После выставки В. П. задумал написать о нем монографию. По приглашению художника мой отчим впервые оказался в Нью-Йорке, который был тогда Меккой – лучшей площадкой для исследования и погружения в современное искусство. (На Западе современное искусство «удобно» делят на два временных периода: модерн-арт – 1860–1960 и современное (contemporary) – с 1960 по наши дни.)

* * *

Итак, в 1990 году мы с В. П. оказались в Нью-Йорке и остановились в пятиэтажном доме-мастерской Джеймса Розенквиста на Чамберс-стрит в Сохо. Я, как бывалая канадка, прожившая в Монреале уже несколько лет, помогала, переводила, вводила В. П. в курс американской жизни, показывала знаменитые галереи в Сохо и на 57-й стрит. Знала я о них не понаслышке – сама сотрудничала с двумя. Розенквист был не только гостеприимным хозяином, но и вообще классным парнем, без европейского снобизма – настоящий крутой американец, как мы их себе представляли по глубоко советскому фильму «Последний дюйм», снятому по рассказу Олдриджа. Недаром в те дни В. П. напевал себе под нос: «…Трещит земля, как пустой орех, как щепка трещит броня…» Я подхватывала: «Какое мне дело до вас до всех, а вам до меня…»

Джеймс катал нас на грузовом лифте с этажа на этаж, подолгу останавливаясь на каждом. У лифта вместо кнопок был штурвал, и Джеймс напоминал сразу моряка и пилота. Одна остановка – большая мастерская, но для его монументальных произведений, доходящих иногда до двадцати метров в длину, этого было недостаточно. Основные же пространства для работы находились во Флориде – в ангаре, переоборудованном под студию.

Вторая остановка – мастерская жены. В помещении на третьем этаже проходил ремонт. Но Джеймс не собирался проезжать мимо. Он вышел из лифта, а мы за ним. В центре была свалена груда хлама, поломанная железная кровать, ведро из-под краски, в углу стоял американский флаг. Уж на что мы с В. П. были насмотрены и подкованы в области современного искусства, но, когда Джеймс объяснил нам, в чем дело, мы несколько смутились. Оказывается, это была инсталляция великого поп-артиста Роберта Раушенберга, призванная обратить внимание общественности на американские тюрьмы и вообще – на относительность свободы.

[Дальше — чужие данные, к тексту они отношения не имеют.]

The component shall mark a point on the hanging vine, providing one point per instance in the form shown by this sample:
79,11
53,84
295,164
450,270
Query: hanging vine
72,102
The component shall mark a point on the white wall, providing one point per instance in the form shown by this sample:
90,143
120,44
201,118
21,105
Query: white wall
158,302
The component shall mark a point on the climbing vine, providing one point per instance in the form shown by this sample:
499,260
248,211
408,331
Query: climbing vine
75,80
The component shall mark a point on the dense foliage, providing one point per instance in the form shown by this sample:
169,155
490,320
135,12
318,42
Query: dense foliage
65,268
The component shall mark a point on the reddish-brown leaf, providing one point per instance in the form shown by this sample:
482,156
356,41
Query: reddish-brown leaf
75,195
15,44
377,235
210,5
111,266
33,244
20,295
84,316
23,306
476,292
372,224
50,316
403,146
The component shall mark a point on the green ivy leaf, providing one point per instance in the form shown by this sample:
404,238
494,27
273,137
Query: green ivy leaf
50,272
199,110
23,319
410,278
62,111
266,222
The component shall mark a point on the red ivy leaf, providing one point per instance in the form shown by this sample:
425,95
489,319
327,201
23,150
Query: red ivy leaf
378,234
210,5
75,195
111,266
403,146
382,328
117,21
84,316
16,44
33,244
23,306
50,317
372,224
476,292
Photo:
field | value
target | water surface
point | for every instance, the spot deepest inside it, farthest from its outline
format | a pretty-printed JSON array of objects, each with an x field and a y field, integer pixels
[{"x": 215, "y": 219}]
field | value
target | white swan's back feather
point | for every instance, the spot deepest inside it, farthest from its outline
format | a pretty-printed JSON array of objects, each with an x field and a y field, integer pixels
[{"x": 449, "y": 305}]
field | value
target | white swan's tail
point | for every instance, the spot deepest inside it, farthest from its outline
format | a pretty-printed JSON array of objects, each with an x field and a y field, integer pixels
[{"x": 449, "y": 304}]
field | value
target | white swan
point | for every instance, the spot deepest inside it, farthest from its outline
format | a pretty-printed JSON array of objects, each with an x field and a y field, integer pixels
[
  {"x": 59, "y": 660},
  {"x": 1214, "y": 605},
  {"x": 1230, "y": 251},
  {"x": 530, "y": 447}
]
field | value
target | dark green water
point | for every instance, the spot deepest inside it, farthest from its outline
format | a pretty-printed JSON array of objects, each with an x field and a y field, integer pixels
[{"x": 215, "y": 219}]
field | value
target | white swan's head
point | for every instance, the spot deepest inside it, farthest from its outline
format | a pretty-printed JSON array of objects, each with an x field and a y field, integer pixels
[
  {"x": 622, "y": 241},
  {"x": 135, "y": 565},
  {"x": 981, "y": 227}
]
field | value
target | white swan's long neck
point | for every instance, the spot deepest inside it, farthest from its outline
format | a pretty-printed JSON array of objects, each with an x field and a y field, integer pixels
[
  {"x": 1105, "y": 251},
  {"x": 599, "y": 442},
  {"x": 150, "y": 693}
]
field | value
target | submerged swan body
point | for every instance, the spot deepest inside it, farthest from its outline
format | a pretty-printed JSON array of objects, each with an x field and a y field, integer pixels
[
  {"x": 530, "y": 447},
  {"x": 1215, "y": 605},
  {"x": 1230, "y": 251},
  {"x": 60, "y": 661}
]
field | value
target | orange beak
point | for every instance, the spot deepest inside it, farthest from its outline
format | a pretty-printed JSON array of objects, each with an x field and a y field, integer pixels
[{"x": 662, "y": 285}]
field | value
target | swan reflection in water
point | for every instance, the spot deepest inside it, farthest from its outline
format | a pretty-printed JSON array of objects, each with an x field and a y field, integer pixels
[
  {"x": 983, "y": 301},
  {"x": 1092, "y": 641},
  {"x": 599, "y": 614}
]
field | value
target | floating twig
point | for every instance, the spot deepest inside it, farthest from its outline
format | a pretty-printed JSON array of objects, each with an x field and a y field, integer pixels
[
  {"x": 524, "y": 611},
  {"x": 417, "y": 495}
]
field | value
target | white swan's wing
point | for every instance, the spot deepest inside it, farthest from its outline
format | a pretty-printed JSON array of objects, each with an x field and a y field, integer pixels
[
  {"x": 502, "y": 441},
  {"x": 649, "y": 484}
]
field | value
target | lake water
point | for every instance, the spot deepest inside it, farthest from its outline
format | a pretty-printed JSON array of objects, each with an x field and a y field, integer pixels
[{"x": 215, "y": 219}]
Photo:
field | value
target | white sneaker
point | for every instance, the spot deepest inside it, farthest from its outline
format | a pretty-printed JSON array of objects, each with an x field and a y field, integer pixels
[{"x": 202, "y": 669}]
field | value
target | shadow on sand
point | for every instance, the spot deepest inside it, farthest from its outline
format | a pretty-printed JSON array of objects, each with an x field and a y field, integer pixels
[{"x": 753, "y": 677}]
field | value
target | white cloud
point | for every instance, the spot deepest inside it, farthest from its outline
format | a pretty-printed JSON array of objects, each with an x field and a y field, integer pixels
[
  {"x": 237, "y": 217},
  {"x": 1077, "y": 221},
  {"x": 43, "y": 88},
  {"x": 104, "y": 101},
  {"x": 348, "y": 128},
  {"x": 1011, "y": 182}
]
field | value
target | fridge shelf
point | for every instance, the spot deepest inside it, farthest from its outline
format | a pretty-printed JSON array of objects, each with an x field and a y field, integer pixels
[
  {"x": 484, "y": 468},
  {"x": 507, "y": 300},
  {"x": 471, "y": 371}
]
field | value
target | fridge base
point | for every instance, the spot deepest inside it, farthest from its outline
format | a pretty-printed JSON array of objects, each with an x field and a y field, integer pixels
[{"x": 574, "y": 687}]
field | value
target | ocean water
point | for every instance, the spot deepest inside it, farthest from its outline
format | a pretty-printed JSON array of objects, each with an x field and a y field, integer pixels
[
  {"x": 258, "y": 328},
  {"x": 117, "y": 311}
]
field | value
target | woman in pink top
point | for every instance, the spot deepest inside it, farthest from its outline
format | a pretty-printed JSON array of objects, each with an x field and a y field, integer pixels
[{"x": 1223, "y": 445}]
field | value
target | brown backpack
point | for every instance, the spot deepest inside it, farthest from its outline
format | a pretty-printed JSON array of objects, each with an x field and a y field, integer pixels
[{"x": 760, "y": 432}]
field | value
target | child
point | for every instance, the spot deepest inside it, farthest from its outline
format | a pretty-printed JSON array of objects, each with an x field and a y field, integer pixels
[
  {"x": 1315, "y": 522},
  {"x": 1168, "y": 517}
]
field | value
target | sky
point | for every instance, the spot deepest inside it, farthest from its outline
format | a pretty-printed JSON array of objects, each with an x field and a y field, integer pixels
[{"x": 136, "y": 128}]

На вернисаж Раушенберга, где выставлялись его знаменитые коллажи и несколько инсталляций, пришел Розенквист. Художники, оба патриархи поп-арта, дружили искренне, но, борясь за первенство, время от времени подкалывали друг друга. Роберт спросил:

– Ну как, мэн, что тебе больше всего понравилось?

А тот возьми да и скажи, показывая на тюремную койку:

– Вот это, старик, здорово!

После окончания выставки позвонили из галереи и попросили забрать подарок от Раушенберга. Эта анекдотичная история только доказывает, что художника следует изучать во всей красе в контексте его творчества.

Автор рядом с инсталляцией тюремной койки Роберта Раушенберга

Как-то Джеймс пригласил нас на ужин в самый дорогой ресторан Нью-Йорка. Ресторан на Парк-авеню открылся в 1959 году в небоскребе, построенном Мисом Ван Дер Роэ по заказу семьи бывших канадских бутлегеров Бронфманов.

Отправились мы туда втроем на пикапе. Джеймс за рулем. Хотя в кабину спокойно помещалось три человека, он сказал мне:

– Езжай в кузове, не пожалеешь.

Там я легла на одеяло, видно специально приготовленное для этой цели, и мы влились в нью-йоркский трафик. На каждом светофоре нас задерживали молодые наркоманы, пытаясь помыть ветровое стекло и заработать доллар-другой. Машина едва продиралась через пробки на узких аллеях небоскребов, и вершины их, словно гигантские зубные щетки еще одного поп-артиста Класа Ольденбурга, скрещивались и качались у меня над головой. Я вспомнила слова Джеймса, что Нью-Йорк – город наэлектризованный и жить в нем трудно даже неработающим, а уж работающим – так это за гранью воображения.

На Парк-авеню Джеймс отдал ключ от машины швейцару, и мы вошли в фойе. Перед входом в зал рядом с внушительным занавесом Пикассо для дягилевского Ballet Russe висело несколько пиджаков для нерадивых гостей, не соблюдающих дресс-код. Двухуровневый зал с фонтаном посредине не поразил роскошью; он был выдержан в духе скупой эстетики Миса Ван Дер Роэ. На втором уровне во всю стену висела огромная, яркая и дерзкая картина Джеймса Розенквиста «Цветы, Рыба и Женщины». Она доминировала над всем пространством и просматривалась отовсюду. Нам подали меню, и я не увидела цен. Это был особый шик – приглашенным гостям полагалось ни о чем не беспокоиться. Харизматичный Джеймс, которого все здесь знали, шутил с менеджером, официантами, представлял их нам, спрашивал о реакции посетителей на картину. Делал он это, конечно, для В. П. – что называется, показывал будущему автору первой монографии о нем в России товар лицом. Менеджер отчитывался:

– Картина всем нравится, но иногда нарекания вызывает скользкий рыбий глаз. Женщины и цветы нравятся безоговорочно!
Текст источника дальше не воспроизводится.